I’ve spent the last two days writing a Belonging paper. The questions were easy. Finding the ‘right’ texts took a little longer (and I’ve got a sore neck!) Along the way I found a few sites and blogs with ideas on related texts and other things:
Mrs Langford’s weblog *****
One thing that’s hard to find are visual texts that aren’t a cliche. Although I did like this one. “Write the story of the alligator on the right”,: “Buzz off, I saw him first!” or add a caption for the baby bird!
For what it is worth, I’m sharing my AOS unit on The Joy luck Club. I experimented with a different way to teach the unit this year. Instead of a “close study’ of the text accompanied by exploring the concept through various stimulus and related texts, I very deliberately approached the Area of Study through related concepts. The focus is on two main idea: Belonging and place and belonging and identity. Each phase began with a stimulus and investigation of the concept, then moved into the text, back out to some creative/response writing, back into related texts, back to the main concept.
In previous years we always seemed to get bogged down in the set text and students frequently stayed stuck in the text. I wanted students to be more responsible for their own learning and grapple with the text themselves within the framework of the Belonging concept. It was much more enjoyable teaching this way, and did give students many opportunities to connect and reconnect with the set texts and a variety of related texts. Their work in the assessment task was also better.
In preparing the unit to share, the simple table format is one I have used for many years. It helps me remember what I was thinking when I designed the original lesson. I think it helps another reader to understand the point of a lesson. Any comments appreciated.
These are the last few weeks of school for 2011 HSC students and we have been busy writing practice essays and adding some depth to our thinking about each module and its concepts. Over the years I have worked through many ways of helping students to prepare for this exam, not least with my own kids. How to summarise effectively in English often presents problems for students. Unlike many content based subjects where a list of headings from a textbook and memory cards can help a lot, in English students have to think about the concepts and essay question, draw on everything they know about the topic, select from their knowledge to answer effectively, as well as write an effective essay all under exam conditions. You can tell by the length of that last sentence how overwhelming that can be.
This year I experimented with a great piece of advice from Mrs Langford’s Weblog. She suggested students prepare for Module A by thinking about the ‘big questions” in the texts for Module A and organsing notes under these big ideas. She concludes: It is important that you integrate your notes by organising them under key ideas rather than summarising each text separately. Integrated notes lead to writing integrated responses.

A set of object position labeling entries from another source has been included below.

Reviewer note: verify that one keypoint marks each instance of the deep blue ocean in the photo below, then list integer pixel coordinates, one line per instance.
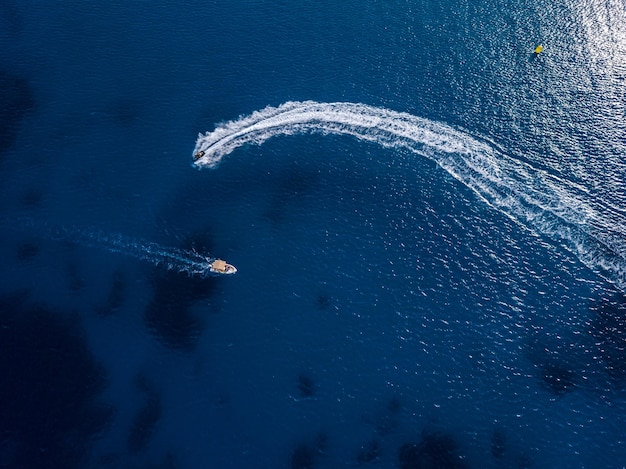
(428, 222)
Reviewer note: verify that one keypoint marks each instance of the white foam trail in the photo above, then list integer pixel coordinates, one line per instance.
(189, 262)
(541, 201)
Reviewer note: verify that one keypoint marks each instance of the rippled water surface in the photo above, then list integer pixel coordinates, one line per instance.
(427, 221)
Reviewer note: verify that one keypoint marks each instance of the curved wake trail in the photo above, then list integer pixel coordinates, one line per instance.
(543, 202)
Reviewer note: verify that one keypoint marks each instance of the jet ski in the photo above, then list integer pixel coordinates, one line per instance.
(218, 266)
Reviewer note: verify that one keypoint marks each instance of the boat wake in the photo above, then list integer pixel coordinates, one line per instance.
(539, 200)
(179, 260)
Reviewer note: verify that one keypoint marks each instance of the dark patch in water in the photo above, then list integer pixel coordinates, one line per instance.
(116, 297)
(146, 418)
(126, 112)
(293, 184)
(557, 377)
(306, 385)
(11, 16)
(435, 450)
(369, 452)
(305, 455)
(553, 363)
(31, 198)
(394, 405)
(322, 302)
(74, 278)
(16, 100)
(498, 443)
(51, 384)
(27, 251)
(168, 315)
(608, 329)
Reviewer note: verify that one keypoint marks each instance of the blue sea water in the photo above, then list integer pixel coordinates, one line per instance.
(432, 276)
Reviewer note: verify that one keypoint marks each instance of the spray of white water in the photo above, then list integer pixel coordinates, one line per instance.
(542, 202)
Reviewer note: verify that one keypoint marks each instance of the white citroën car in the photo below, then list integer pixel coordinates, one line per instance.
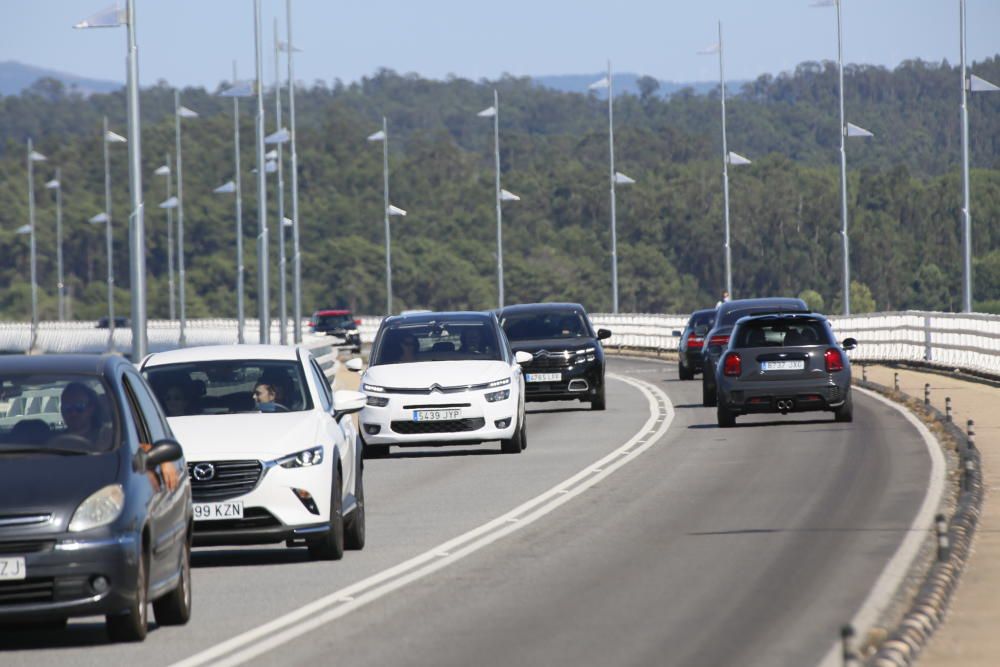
(443, 379)
(271, 455)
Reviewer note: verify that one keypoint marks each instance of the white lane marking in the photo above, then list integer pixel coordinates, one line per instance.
(899, 565)
(259, 640)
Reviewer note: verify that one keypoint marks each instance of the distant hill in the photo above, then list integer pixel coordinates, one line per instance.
(15, 77)
(625, 82)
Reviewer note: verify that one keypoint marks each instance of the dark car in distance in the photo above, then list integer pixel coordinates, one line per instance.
(568, 360)
(789, 362)
(692, 340)
(95, 503)
(726, 317)
(339, 323)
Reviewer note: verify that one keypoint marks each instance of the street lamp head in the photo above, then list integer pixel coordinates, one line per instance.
(109, 17)
(280, 137)
(114, 138)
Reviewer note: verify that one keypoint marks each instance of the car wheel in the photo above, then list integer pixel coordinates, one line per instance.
(597, 403)
(331, 545)
(845, 413)
(708, 396)
(518, 442)
(132, 625)
(174, 608)
(354, 523)
(725, 416)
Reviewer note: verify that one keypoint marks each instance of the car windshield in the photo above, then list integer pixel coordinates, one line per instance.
(460, 340)
(545, 325)
(229, 387)
(335, 321)
(779, 333)
(58, 412)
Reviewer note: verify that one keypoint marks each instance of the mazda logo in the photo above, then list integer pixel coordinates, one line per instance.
(203, 472)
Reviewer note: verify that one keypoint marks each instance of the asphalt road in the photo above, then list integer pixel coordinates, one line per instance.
(643, 535)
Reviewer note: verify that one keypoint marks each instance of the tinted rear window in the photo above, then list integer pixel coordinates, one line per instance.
(781, 333)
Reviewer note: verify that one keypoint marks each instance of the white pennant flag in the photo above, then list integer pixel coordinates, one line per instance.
(978, 85)
(736, 159)
(857, 131)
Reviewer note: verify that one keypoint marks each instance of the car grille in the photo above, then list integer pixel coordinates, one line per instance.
(25, 547)
(231, 479)
(253, 517)
(27, 591)
(444, 426)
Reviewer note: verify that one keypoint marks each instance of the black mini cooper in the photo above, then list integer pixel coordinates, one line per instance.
(568, 361)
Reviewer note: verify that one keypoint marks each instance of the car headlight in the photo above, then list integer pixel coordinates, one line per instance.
(495, 396)
(100, 509)
(307, 457)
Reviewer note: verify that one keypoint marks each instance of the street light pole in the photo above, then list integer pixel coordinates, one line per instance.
(56, 184)
(296, 254)
(33, 157)
(264, 309)
(105, 140)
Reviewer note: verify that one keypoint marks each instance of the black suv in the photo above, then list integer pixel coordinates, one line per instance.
(692, 340)
(717, 339)
(568, 361)
(339, 323)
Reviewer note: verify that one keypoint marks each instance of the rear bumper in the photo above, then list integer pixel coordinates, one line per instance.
(59, 581)
(758, 397)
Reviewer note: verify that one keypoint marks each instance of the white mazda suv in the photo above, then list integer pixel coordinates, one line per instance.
(443, 379)
(271, 456)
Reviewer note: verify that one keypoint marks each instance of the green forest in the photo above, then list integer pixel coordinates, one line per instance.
(904, 193)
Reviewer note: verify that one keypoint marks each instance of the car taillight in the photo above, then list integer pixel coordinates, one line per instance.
(719, 339)
(834, 360)
(733, 365)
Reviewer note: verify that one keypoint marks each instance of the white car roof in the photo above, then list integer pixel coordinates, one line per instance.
(223, 352)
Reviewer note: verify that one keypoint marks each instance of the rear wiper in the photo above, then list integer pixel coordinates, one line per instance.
(44, 450)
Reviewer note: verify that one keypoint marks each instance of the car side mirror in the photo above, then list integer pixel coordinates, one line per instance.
(346, 402)
(163, 451)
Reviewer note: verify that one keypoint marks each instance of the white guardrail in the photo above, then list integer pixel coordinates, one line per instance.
(969, 342)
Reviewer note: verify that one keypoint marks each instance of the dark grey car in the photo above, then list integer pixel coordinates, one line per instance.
(95, 505)
(784, 363)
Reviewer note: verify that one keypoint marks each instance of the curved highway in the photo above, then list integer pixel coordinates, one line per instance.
(643, 535)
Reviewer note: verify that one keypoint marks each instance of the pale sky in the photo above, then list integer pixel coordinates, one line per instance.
(193, 42)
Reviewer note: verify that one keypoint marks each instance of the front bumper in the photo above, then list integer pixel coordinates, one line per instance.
(60, 575)
(794, 396)
(577, 382)
(479, 420)
(272, 512)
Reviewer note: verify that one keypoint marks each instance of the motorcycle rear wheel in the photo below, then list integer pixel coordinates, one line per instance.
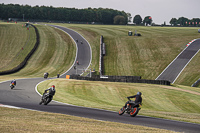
(134, 112)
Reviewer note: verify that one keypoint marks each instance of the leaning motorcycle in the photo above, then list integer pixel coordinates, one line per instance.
(132, 108)
(12, 85)
(46, 98)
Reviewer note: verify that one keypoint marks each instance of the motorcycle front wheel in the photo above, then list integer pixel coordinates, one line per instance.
(134, 112)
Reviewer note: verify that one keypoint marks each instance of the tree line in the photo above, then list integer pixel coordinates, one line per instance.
(182, 21)
(46, 13)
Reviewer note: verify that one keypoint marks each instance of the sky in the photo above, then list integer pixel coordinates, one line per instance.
(160, 10)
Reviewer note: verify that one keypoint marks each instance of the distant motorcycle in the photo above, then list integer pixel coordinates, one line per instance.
(46, 98)
(132, 109)
(12, 85)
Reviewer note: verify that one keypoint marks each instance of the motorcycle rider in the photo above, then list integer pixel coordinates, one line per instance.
(46, 75)
(13, 82)
(138, 99)
(51, 93)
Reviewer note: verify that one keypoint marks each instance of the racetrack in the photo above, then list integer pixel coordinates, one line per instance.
(25, 96)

I really liked the thinking behind this and tried it out in the classroom with the Area of Study. Students thought about the “big ideas” about belonging on their own and then combined in teams to share and write down three “big ideas”. They had to write complete well thought out sentences, since I wanted them to practice writing topic sentences they could use in their essays. We selected 7 of the ideas as a class. We then had a discussion about how an idea was related to a text they had studied in the AOS. With some prompt questions we pushed that thinking to include the techniques the writer was using and evidence from the texts. I then moved students into teams with one “big idea” each and we played ‘Speed Dating”. Each team had a few minutes to add text, techniques, quotes and evidence to the big idea on the sheet and then moved on to the text ‘big idea’.
It was great fun requiring some high energy from tired year 12 students, and produced lots of deeper thinking and revision of texts. By the end of the lesson we had a very useful summary that students could refine and add to and that was set up especially to support their essay writing.
I’ve since tried it out with year 11 who are also preparing for exams. The response from Year 12 was very positive, with students keen to repeat the exercise with their modules. It is nice to find a workable, high energy way to keep Year 12 working in the midst of what can be a trying time at school!